I so loved your thought, “Advent is about anticipation.” While we haven’t observed a traditional Advent countdown here, I do two things to observe the importance of the real meaning of CHRISTmas. One I observe is reading one chapter of the book of Luke (starting on December 1st and finishing on CHRISTmas Eve). The second is a newer tradition, but I use the “30 Thankful Prayers” from the Navigator’s Discipleship Tool as a prompt for prayer each evening. I begin the Friday night after Thanksgiving, and pray one per night, ending on CHRISTmas Eve.

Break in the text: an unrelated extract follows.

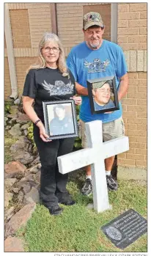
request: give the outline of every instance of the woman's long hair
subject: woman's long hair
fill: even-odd
[[[56,34],[49,32],[45,32],[39,43],[39,56],[37,59],[37,63],[32,65],[27,70],[27,72],[29,72],[29,70],[31,69],[45,68],[46,67],[46,62],[41,54],[41,50],[45,46],[45,43],[48,42],[54,42],[57,43],[60,51],[59,58],[56,61],[56,65],[59,71],[62,73],[63,76],[69,76],[69,73],[67,71],[67,67],[65,62],[65,56],[62,44]]]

Last, I welcomed your thoughts about a Spiritual IRA. Several years ago, I too had a thought along those lines. I called mine a SRA (Spiritual Retirement Account). I too recognized that I both made deposits and withdrawals every day. My deposits are those things done with a cheerful heart that brings glory to God and furthers His kingdom. My withdrawals are those times when I have to confess, repent, and draw upon His endless supply of grace and mercy. My SRA idea came from the words of James 2:18, when I realized that if I am a true Christian, then my works should resonate of my faith. If it’s real, then my works will show it; and while I may never realize gain from those works in this life, they are indeed being stored up as treasures in heaven for me. I often ask myself, “Have I invested more than I’ve withdrawn?” and I keep coming to the same answer, “I can never out-give God.” Through His grace, I have been set free and been granted eternal life in His presence. There is NOTHING I could ever do that can justify that free gift. I can only accept it. Like you my friend, I pray many more will while there’s still a chance. Tying the SRA / Spiritual IRA together with the anticipation Advent brings, I join you in looking forward to the day that I can “cash out” my SRA by laying all those saved treasures at my Savior’s feet.

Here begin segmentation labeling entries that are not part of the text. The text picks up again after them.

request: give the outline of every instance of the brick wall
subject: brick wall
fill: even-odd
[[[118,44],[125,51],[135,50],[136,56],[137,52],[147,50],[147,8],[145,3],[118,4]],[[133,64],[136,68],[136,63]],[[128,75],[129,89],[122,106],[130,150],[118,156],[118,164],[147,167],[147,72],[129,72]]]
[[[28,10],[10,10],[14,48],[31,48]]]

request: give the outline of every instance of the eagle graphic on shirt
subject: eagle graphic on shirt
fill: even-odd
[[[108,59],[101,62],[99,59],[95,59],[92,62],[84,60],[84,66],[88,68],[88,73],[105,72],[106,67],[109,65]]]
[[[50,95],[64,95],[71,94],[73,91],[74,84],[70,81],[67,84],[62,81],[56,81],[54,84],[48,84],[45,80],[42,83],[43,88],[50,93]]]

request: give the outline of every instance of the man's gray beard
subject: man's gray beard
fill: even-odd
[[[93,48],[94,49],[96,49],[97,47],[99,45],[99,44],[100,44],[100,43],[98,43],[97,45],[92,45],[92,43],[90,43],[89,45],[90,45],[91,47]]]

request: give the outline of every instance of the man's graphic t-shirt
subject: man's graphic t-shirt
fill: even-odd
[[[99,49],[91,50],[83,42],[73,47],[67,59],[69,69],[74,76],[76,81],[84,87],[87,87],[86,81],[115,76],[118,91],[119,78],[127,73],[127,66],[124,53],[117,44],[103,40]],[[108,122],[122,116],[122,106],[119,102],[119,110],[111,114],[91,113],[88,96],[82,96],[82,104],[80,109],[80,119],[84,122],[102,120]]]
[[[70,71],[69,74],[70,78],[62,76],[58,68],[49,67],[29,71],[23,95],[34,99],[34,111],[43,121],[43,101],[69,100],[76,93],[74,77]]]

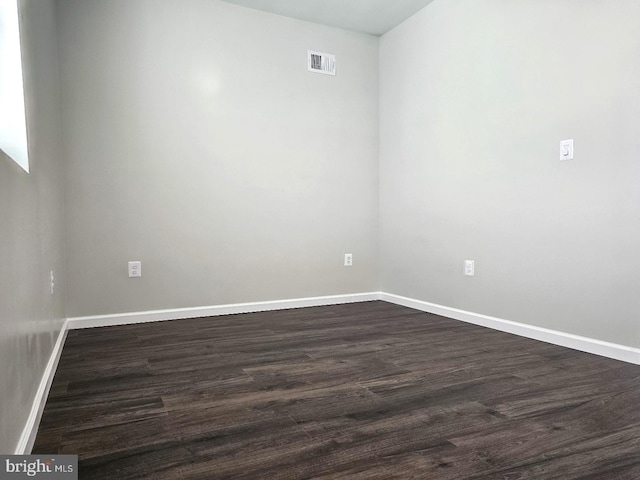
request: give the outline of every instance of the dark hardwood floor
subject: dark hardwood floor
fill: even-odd
[[[81,479],[640,479],[640,367],[384,302],[69,332]]]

Thank you for this humbling, humorous, and eye-opening foray into the difference we Christians should be demonstrating during this Advent Season. I’ll work on doing just that sir. God’s blessings, and I sincerely appreciate your encouraging words today.

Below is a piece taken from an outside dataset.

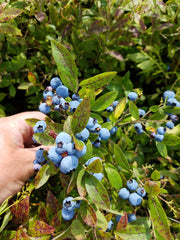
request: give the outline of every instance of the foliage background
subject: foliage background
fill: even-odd
[[[102,72],[117,72],[111,84],[103,89],[102,95],[116,90],[117,99],[120,100],[136,89],[141,95],[138,107],[145,110],[158,105],[163,91],[167,89],[173,89],[180,101],[180,4],[177,1],[30,0],[0,3],[1,116],[38,109],[43,90],[49,85],[51,77],[58,75],[52,56],[52,39],[63,44],[71,53],[78,69],[79,82]],[[161,112],[157,114],[161,115]],[[157,119],[160,119],[159,115]],[[168,158],[163,155],[162,149],[157,151],[154,143],[149,147],[148,137],[137,136],[131,128],[123,128],[123,131],[119,131],[113,141],[120,139],[119,147],[132,164],[133,176],[142,179],[147,173],[151,176],[155,170],[167,176],[163,185],[168,191],[167,202],[163,202],[162,206],[168,216],[178,219],[179,144],[167,144]],[[176,137],[179,132],[176,128]],[[106,155],[106,146],[103,147],[104,152],[97,151],[98,154]],[[110,152],[107,159],[111,162],[113,148],[111,144],[108,147]],[[141,166],[146,163],[142,170]],[[126,177],[128,179],[130,176]],[[156,177],[152,179],[156,180]],[[48,186],[53,186],[54,181],[55,178],[51,178]],[[51,187],[51,191],[57,190],[58,187]],[[111,192],[111,189],[108,191]],[[56,202],[51,192],[46,195],[47,192],[40,190],[33,194],[34,204],[41,201],[42,196],[44,199],[47,196],[50,198],[48,200],[47,197],[47,205],[50,201]],[[61,194],[56,196],[58,200],[65,196],[64,192]],[[123,206],[129,211],[128,207]],[[58,210],[61,208],[59,204],[56,207]],[[38,216],[44,208],[45,202],[41,202]],[[53,210],[50,208],[49,211]],[[137,214],[147,215],[144,208],[138,209]],[[47,218],[51,223],[55,221],[51,216]],[[171,222],[174,239],[179,237],[178,229],[179,222]],[[48,230],[49,233],[52,231]],[[6,233],[4,236],[7,237]],[[157,235],[156,238],[162,239]]]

Sorry to be slow (again) getting to responding to your gracious and uplifting comments. And you aren’t the only one who had a good time and lots of unexpected laughs today. That thing about the marshmallows and snowman poop was hilarious. I had never heard that, but I’m going to use it. I can hardly wait to unveil that with the grandchildren in a few weeks.
I also loved the SRA idea. It’s inexpressibly glorious to know that God loved us flawed, selfish, unreliable, and rebellious sinners enough to sacrifice everything to bring us into His family, and discovering that there’s even more leaves us stunned and speechless. The fact that He promises to store up rewards for our efforts even though He’s the One who provides everything and produces the fruit is hard to get my head around. But I join you in looking forward to the day when every benefit He died to ensure for us is poured out without restraint. Then we get the joyous experience of laying it all back at His feet where it belongs.
Meanwhile, I want to do a better job of downloading some of the joy that will characterize that day and to me more consistent in expressing it to those around me here and now. One of my favorite Bible teachers quoted a Messianic Jewish Rabbi recently who said, “Let laughter be your protest.” I’m more prone to protest with grumbling and complaining, but since that never gets me anything but another Rolaid, I think applying some defiant joy might work better. So thanks again for the glimpse of your childhood. I’ll never again see marshmallows in quite the same way, and if laughter is indeed a protest, I had a good time pushing back against all the world’s garbage for a while. In any case, my treasured friend, thank you once again for the spiritual nourishment and the encouragement.